Search code examples
perllibxml2

Perl Hash using LibXML


I have an XML data as follows.

<type>
   <data1>something1</data1>
   <data2>something2</data2>
</type>
<type>
   <data1>something1</data1>
   <data2>something2</data2>
</type>
<type>
   <data1>something1</data1>
</type>

As one can see, child node data2 is sometimes not present.

I have used this as a guideline to create the following code.

my %hash;
my $parser = XML::LibXML->new();
my $doc    = $parser->parse_file($file_name);
my @nodes  = $doc->findnodes("/type");

foreach my $node(@nodes)
{
    my $key = $node->getChildrenByTagName('data1');
    my $value = $node->getChildrenByTagName('data2');
    $hash{$key} = $value;
}

Later, I am using this hash to generate some more data based on a fact if the child node data2 is present or not.

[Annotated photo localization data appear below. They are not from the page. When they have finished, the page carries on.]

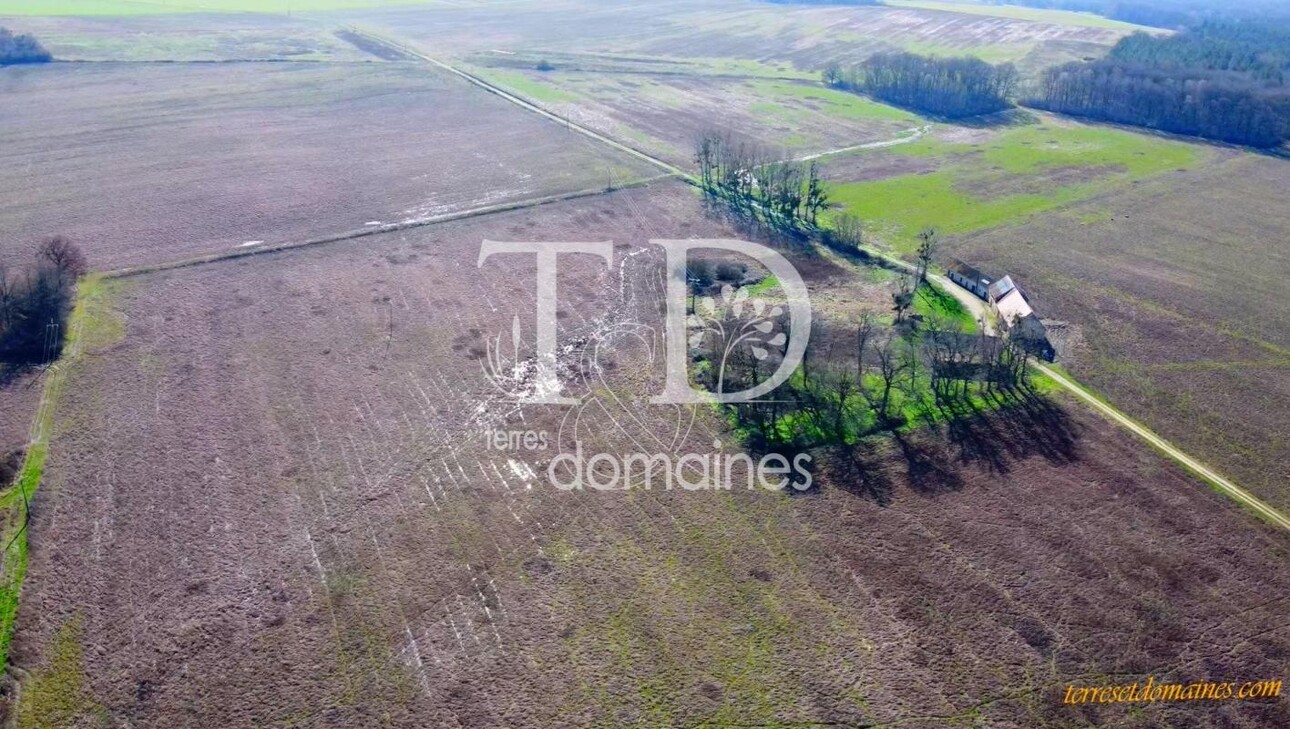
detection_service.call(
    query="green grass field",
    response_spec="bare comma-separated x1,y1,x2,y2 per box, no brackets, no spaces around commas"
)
826,119,1204,254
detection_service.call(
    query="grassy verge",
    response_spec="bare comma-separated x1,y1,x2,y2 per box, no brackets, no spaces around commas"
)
914,280,977,333
0,275,122,674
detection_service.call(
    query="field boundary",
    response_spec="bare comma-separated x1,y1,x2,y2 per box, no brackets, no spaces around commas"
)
101,175,670,280
0,278,104,675
340,27,694,180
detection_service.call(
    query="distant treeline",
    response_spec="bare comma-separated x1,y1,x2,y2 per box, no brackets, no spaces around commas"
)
1028,22,1290,148
988,0,1290,28
0,28,51,66
824,53,1017,119
1110,23,1290,84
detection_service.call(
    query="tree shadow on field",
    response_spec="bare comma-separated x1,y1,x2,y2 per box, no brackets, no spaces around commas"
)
891,429,966,497
943,389,1081,476
828,439,898,506
0,362,42,390
827,390,1081,505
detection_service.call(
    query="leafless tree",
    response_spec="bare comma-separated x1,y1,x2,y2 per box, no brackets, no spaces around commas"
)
874,336,907,423
39,235,88,282
892,270,916,324
914,227,938,288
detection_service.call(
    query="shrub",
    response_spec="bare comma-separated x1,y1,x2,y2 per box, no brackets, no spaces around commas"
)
715,261,745,282
688,259,714,288
0,27,52,66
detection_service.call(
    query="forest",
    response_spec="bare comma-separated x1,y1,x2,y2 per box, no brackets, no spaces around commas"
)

I use ne operator assuming that data in the %hash are key value pairs of strings and when data2 is not present, Perl inserts space as a value in the hash (I have printed this hash and found that only space is printed as a value).

However, I end up with following compilation errors.

Operation "ne": no method found,
        left argument in overloaded package XML::LibXML::NodeList,
        right argument has no overloaded magic at filename.pl line 74.

How do I solve this? What is the best data structure to store this data when we see that sometimes a node will not be there ?


Solution

  • First thing to realize is $value is an XML::LibXML::NodeList object. It only looks like a string when you print it because it has stringification overloaded. You can check with ref $value.

    With my $value = $node->getChildrenByTagName('data2');, $value will always be a NodeList object. It might be an empty NodeList, but you'll always get a NodeList object.


    Your version of XML::LibXML is out of date. Your version of XML::LibXML::NodeList has no string comparison overloading and, by default, Perl will not "fallback" to use stringification for other string operators like ne. I reported this bug back in 2010 and it was fixed in 2011 in version 1.77.

    Upgrade XML::LibXML and the problem will go away.

    As a work around you can force stringification by quoting the NodeList object.

    if( "$nodelist" ne "foo" ) { ... }
    

    But really, update that module. There's been a lot of work done on it.

    Perl inserts space as a value in the hash

    This is a NodeList object stringifying. I get an empty string from an empty NodeList. You might be getting a space as an old bug.

    You can also check $value->size to see if the NodeList is empty.